This article started life as something entirely different. I was reviewing some of the VMworld 2007 slide decks, looking for “nuggets of knowledge,” as I like to call them (these are the small details that are often far more significant than they might seem) when I came across some information on VMware HA isolation response. I was actually looking for something else but as is typically the case when you’re looking for something, you find everything but the one thing for which you’re looking.
In any event, I wanted to take some time to better understand isolation response, so I decided to perform some experiments in my lab with VMware HA and isolation response. For those that aren’t familiar with it, isolation response is the term used to describe what an ESX Server in a DRS/HA cluster will do if it loses connectivity to all the other servers in the cluster, i.e., if it becomes isolated. Isolation response is set on a per-VM basis, and the default (I believe) is to power off. What this means is that when an ESX host becomes isolated, it will power off the VMs that are currently running on that host.

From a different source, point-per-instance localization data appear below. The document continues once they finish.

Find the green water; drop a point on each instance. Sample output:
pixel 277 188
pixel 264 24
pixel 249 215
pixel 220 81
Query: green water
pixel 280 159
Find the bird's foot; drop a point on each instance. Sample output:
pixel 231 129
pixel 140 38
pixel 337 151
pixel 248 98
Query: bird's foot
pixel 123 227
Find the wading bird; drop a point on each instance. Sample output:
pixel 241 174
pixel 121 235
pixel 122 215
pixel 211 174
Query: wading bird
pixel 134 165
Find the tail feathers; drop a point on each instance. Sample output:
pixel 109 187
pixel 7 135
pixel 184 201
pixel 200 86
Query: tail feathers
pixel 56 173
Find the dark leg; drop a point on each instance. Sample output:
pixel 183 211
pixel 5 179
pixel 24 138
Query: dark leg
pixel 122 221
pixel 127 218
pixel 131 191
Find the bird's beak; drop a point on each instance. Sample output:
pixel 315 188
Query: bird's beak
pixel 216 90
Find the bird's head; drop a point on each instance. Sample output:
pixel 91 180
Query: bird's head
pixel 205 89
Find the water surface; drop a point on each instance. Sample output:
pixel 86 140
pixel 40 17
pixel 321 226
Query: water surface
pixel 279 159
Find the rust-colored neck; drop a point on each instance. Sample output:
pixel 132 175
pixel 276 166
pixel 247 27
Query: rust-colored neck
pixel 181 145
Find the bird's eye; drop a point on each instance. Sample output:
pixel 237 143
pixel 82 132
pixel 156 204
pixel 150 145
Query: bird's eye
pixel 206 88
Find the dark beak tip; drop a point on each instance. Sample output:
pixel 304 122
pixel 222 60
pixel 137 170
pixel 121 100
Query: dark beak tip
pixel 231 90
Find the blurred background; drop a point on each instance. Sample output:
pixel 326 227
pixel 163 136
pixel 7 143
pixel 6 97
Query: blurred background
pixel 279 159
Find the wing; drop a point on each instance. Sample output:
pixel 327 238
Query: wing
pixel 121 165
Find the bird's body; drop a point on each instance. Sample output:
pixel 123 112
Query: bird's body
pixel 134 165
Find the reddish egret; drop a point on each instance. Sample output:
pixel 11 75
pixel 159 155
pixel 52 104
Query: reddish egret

There’s a great deal of debate as to whether this is the right setting or not, which I won’t really delve into right now. In any case, how does a host determine if it is isolated, or if the rest of the cluster is just down? That’s what got me started down this path. The VMware HA agent (which is really the Legato Automated Availability Manager, or AAM, agent—hence the AAMClient stuff in esxcfg-firewall) uses the Service Console’s default gateway as its isolation address. Basically, what this means is that if a host can’t get to any of the other hosts in the cluster and can’t get to the isolation address, then it assumes it is isolated and initiates the isolation response. If it can’t get to other nodes in the cluster but can reach the isolation address, then it is not isolated and should continue operation (perhaps even restarting some VMs locally since this would indicate host failures in the cluster).
The stuff I found in the VMworld 2007 slides talks of using a second isolation address, which provides the VMware HA agent with another means of verifying isolation before initiating the isolation response. Before I proceeded with setting this second address, however, I wanted to be sure I understood the operation of isolation response in the current configuration. Once I’d tested that and then tested the second isolation address, I was going to write it up here.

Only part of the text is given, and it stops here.